В темноватой квартире у Амалии пахло свежеразмолотым кофе. Амалия
домалывала последние зерна. Мельница жалобно поскрипывала, а временами даже
взвизгивала, как бы предчувствуя конец своего существования.
Как всегда, от запаха кофе казалось, что в квартире было уютнее, хотя
висевший на стене "подарок моря" -- испорченный термометр, украшенный
ракушками,-- и зиму и лето показывал одно и то же: три градуса холода.
От этих вечных трех градусов иногда казалось, что в квартире холоднее,
чем было на самом деле.
Кто-то постучал в кухонную дверь. Я слышал, как Амалия пошла отворять.
После недолгой тишины она вдруг крикнула, задыхаясь:
-- Да! Он здесь! Здесь! Конечно!
Голос Амалии оборвался. Я бросился в кухню. Там стояли две запыленные
нищенки. Головы у них были повязаны платками так низко, что почти не было
видно глаз.
Женщина пониже крикнула: "Костик!" -- опустилась на табурет и упала
головой на кухонный стол. Из рук у нее выпал и загремел по полу самодельный,
вырезанный из лещины, посох.
Я узнал голос мамы, стал перед ней на колени и пытался заглянуть в
лицо. Она, не глядя на меня, крепко сжала мои щеки сухими и холодными
ладонями и заплакала почти без слез. Только судорожное дыхание выдавало ее.
А Галя стояла, боясь двинуться,-- она, должно быть, совсем уже ничего
не видела. Я заметил, что ноги ее обмотаны полосками, вырезанными из
пикейного одеяла, и обвязаны бечевкой. До сих пор я помню эти полоски одеяла
с зеленым узором. Очков у Гали не было. Она напряженно, вытянув шею,
смотрела в угол кухни, где темнела гнутая венская вешалка, и спрашивала
маму: "Ну что? Он здесь, Костик? Что же ты не отвечаешь? Где он?"
Мама с Галей пришли из Копани в Киев пешком. Дольше оставаться в Копани
было немыслимо. Почти каждый день на усадьбу налетали мелкие банды, но не
трогали ни маму, ни Галю, очевидно, потому, что взять у них было нечего.
Иные бандиты даже жалели маму и оставляли ей, уходя, то горсть сухарей,
то макуху, а один бандит даже подарил удивительной красоты, но совершенно
дырявую испанскую шаль. По его словам, он захватил ее в житомирском театре.

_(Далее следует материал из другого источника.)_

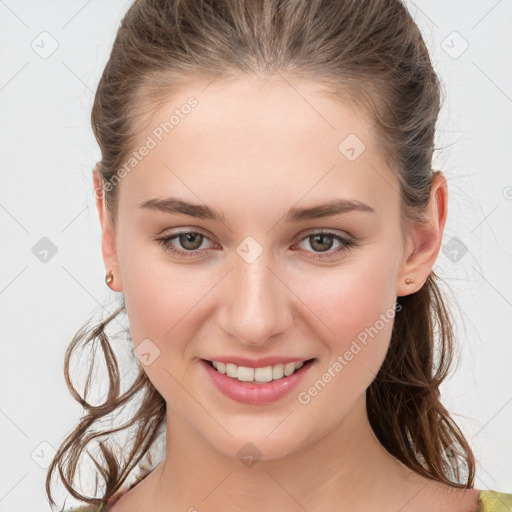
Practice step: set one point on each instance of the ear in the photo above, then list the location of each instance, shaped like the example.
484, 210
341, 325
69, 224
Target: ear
424, 240
108, 241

Доконал маму последний бандит с кличкой "Ангел мщения". Мама,
перевидавшая десятки атаманов, была поражена тем, что "Ангел мщения"
оказался бородатым выкрестом в очках. В прошлом он держал аптеку в Радомысле
и считал себя идейным анархистом.
Он говорил маме "мадам" и забрал все, до последней иголки, но оставил
подробную опись всех взятых вещей с правом получить по этой описи
возмещение, но не раньше, чем "анархия завладеет всем миром".

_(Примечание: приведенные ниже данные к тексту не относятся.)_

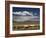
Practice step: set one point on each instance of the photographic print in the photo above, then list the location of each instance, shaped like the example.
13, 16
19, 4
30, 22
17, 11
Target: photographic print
24, 19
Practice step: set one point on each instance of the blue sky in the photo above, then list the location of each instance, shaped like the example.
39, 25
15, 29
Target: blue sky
33, 10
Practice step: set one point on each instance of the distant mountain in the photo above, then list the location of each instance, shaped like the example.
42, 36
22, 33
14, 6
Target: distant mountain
24, 13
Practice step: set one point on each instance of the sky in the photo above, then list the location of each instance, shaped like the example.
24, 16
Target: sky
33, 10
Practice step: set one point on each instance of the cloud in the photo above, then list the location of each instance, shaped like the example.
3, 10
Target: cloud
23, 13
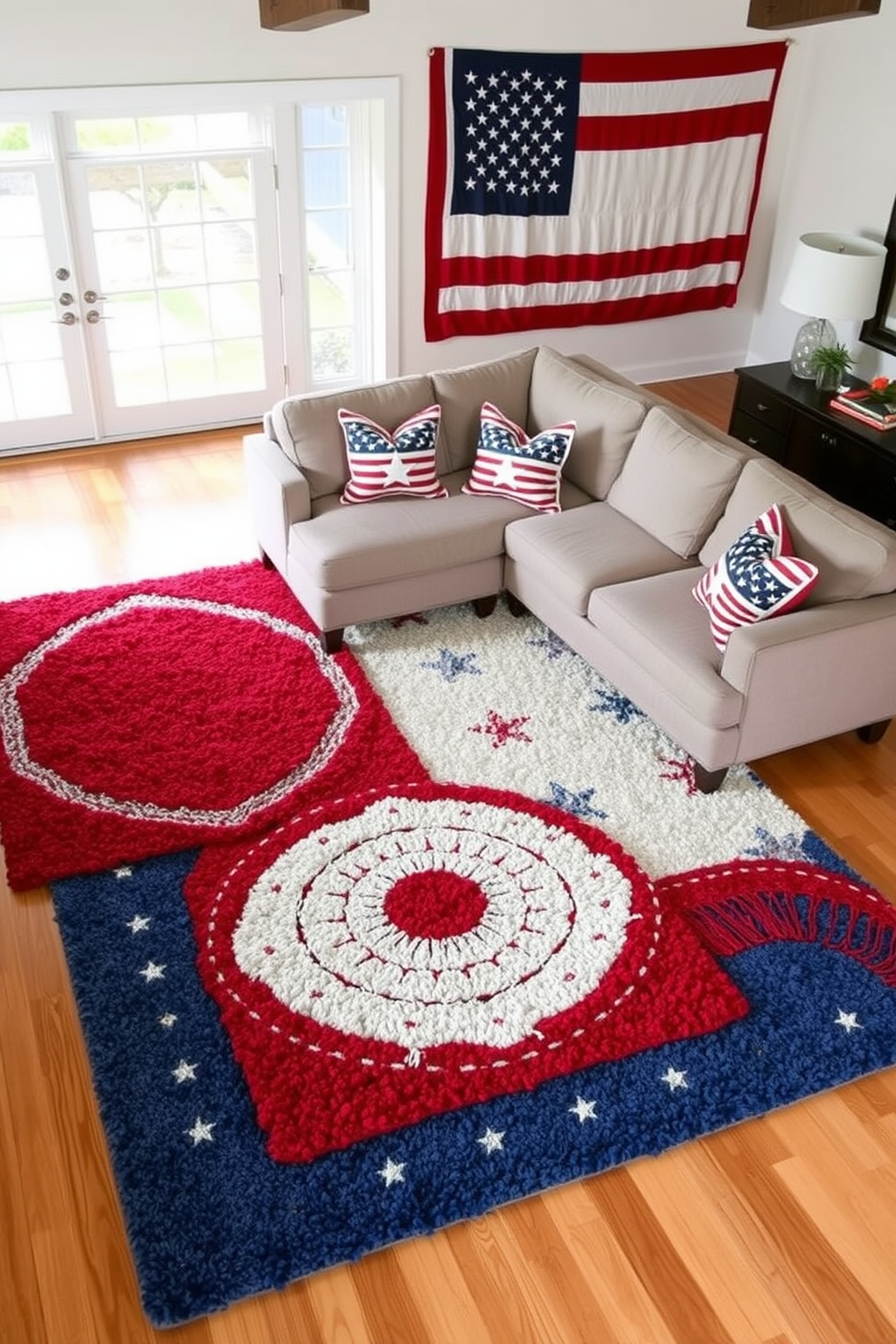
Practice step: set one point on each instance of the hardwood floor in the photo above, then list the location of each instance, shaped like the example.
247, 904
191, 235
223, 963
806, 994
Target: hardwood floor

Мама с Галей шли до Киева больше двух недель. Шли они под видом
нищенок, да и на самом деле они ничем не отличались от них. Галя была без
очков и шла, держась за мамино плечо, как слепая. Никто бы не поверил в их
нищенство, если бы Галя была в очках. В то буйное время к людям в очках
относились подозрительно. Почти всех "очкастых" считали хитрыми врагами и
люто ненавидели. Удивительно, что это недоверие к людям в очках сохранилось
до сих пор и породило пренебрежительную кличку "очкарик".

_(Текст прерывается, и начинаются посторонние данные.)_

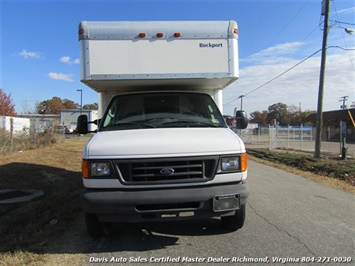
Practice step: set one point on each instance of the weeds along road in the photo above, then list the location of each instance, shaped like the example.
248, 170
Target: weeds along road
288, 216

Несколько дней мама и Галя отдыхали, отсыпались, и выражение покоя и
счастья не сходило с их лиц. Потом мама решила, как всегда, действовать,
начала помогать Амалии шить. Они сейчас же сдружились, в квартире уже
стучали две швейные машинки, а Галя засела за искусственные цветы.
Она делала их долго и тщательно из разноцветных клочков материи. Я с
удивлением рассматривал Галин набор стальных инструментов и штампов. Ими она
высекала из накрахмаленного коленкора венчики ромашек, лепестки роз и
разнообразные листья. Особенно много возни было с тычинками и бутонами.
Цветы были хороши, но пахли краской, клеем и очень скоро пылились.
В глубине души я был уверен, что это Галино занятие совершенно
бессмысленно, особенно во время революции, голода и гражданской войны. Кто
будет покупать эти цветы, когда люди совершают смертельные и головоломные
экспедиции за фунтом ячной крупы или стаканом подсолнечного масла. Но
оказалось, что я был не прав.
Матерчатые цветы буйно раскупались в лавчонках около Байкова кладбища,
где шла торговля дешевыми венками, решетками для могил (их делали
преимущественно из старых кроватей), сахаристыми мраморными памятниками и
витиеватыми железными крестами.
Каждую неделю к Гале приходила старая перекупщица, забирала цветы и
советовала Гале не очень корпеть над ними,-- все равно их раскупают, потому
что других цветов нет.
Галя возмущалась этими ее словами и продолжала возиться над одной
какой-нибудь чайной розой целый день. Она была добросовестна до полного
самоистязания.
У старой перекупщицы, неизменно философически настроенной, была
довольно мрачная теория человеческие профессий. Она любила излагать ее своим
монотонным голосом.
-- Когда приходит такое время, как наше,-- говорила она,-- так
заработать можно только с таких вещей, что всегда были, есть и будут на
земле, несмотря на все наши революции и войны. Первое -- у человека никогда
не перестанут расти волосы, пока, как говорится, крутятся в небе наша земля.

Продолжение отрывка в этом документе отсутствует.